The kidneys are two organs, each about the size of a fist, located in the upper part of a person's abdomen, toward the back. The kidneys filter wastes from the blood to form urine. They also regulate amounts of certain vital substances in the body.
When PKD causes kidneys to fail-which usually happens only after many years-the patient requires dialysis or kidney transplantation. About one-half of people with the major type of PKD progress to kidney failure, i.e., end-stage renal disease (ESRD).
PKD can cause cysts in the liver and problems in other organs, such as the heart and blood vessels in the brain. These complications help doctors distinguish PKD from the usually harmless "simple" cysts that often form in the kidneys in later years of life.

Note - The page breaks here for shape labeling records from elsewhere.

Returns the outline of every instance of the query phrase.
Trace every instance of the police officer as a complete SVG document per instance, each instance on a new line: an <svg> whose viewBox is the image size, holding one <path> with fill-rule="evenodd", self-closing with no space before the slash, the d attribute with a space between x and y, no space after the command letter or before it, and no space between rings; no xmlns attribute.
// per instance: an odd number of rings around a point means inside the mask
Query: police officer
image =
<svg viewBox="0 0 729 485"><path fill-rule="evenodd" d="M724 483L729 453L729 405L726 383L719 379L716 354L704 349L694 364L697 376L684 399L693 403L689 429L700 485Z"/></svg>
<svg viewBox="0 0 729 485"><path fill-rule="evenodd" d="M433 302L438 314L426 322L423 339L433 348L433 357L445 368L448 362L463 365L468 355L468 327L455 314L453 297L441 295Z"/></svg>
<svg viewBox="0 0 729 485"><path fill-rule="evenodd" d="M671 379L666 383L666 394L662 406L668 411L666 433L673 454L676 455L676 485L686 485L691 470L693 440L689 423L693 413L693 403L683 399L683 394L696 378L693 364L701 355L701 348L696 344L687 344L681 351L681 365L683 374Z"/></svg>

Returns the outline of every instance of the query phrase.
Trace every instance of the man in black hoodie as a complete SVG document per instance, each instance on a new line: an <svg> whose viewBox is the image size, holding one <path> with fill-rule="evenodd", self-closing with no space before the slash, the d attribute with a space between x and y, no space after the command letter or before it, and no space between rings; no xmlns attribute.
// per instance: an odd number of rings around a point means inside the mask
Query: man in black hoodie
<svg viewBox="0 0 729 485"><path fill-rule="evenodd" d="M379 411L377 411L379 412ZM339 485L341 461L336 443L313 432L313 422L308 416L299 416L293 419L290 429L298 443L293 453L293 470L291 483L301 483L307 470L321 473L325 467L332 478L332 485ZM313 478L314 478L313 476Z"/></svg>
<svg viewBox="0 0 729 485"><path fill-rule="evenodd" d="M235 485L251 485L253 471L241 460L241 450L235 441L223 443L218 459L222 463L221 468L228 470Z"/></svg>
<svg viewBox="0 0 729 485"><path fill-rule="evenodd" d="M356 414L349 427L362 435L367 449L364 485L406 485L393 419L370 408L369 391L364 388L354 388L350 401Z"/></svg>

In the United States, about 500,000 people have PKD, and it is the fourth leading cause of kidney failure. Medical professionals describe two major inherited forms of PKD and a noninherited form:
The disease is thought to occur equally in men and women and equally in people of all races. However, some studies suggest that it occurs more often in whites than in blacks and more often in females than in males. High blood pressure occurs early in the disease, often before cysts appear.The cysts grow out of nephrons, the tiny filtering units inside the kidneys. The cysts eventually separate from the nephrons and continue to enlarge. The kidneys enlarge along with the cysts (which can number in the thousands), while retaining roughly their kidney shape. In fully developed PKD, a cyst-filled kidney can weigh as much as 22 pounds.
People with autosomal dominant PKD also can experience the following:
In most cases of autosomal dominant PKD, the person's physical condition appears normal for many years, even decades, so the disease can go unnoticed. Physical checkups and blood and urine tests may not lead to diagnosis. The slow, undetected progression is why some people live for many years without knowing they have autosomal dominant PKD.
Once cysts have formed, however, diagnosis is possible with imaging technology. Ultrasound, which passes sound waves through the body to create a picture of the kidneys, is used most often. Ultrasound imaging employs no injected dyes or radiation and is safe for all patients including pregnant women. It can also detect cysts in the kidneys of a fetus.
More powerful and expensive imaging methods such as computed tomography (CT scan) and magnetic resonance imaging (MRI) also can detect cysts, but these methods usually are not required because ultrasound provides adequate information. CT scans require x-rays and sometimes injected dyes.
In the future, DNA testing will be able to confirm a diagnosis of autosomal dominant PKD before cysts develop. (See The Search for PKD Genes)
Pain. A doctor will first suggest over-the-counter pain medications, such as aspirin or Tylenol. For most but not all cases of severe pain, surgery to shrink cysts can relieve pain in the back and flanks. However, surgery provides only temporary relief and does not slow the disease's progression, in many cases, toward kidney failure.
Headaches that are severe or that seem to feel different from other headaches might be caused by aneurysms, or swollen blood vessels, in the brain. Headaches also can be caused by high blood pressure. People with autosomal dominant PKD should see a doctor if they have severe or recurring headaches-even before considering over-the-counter pain medications.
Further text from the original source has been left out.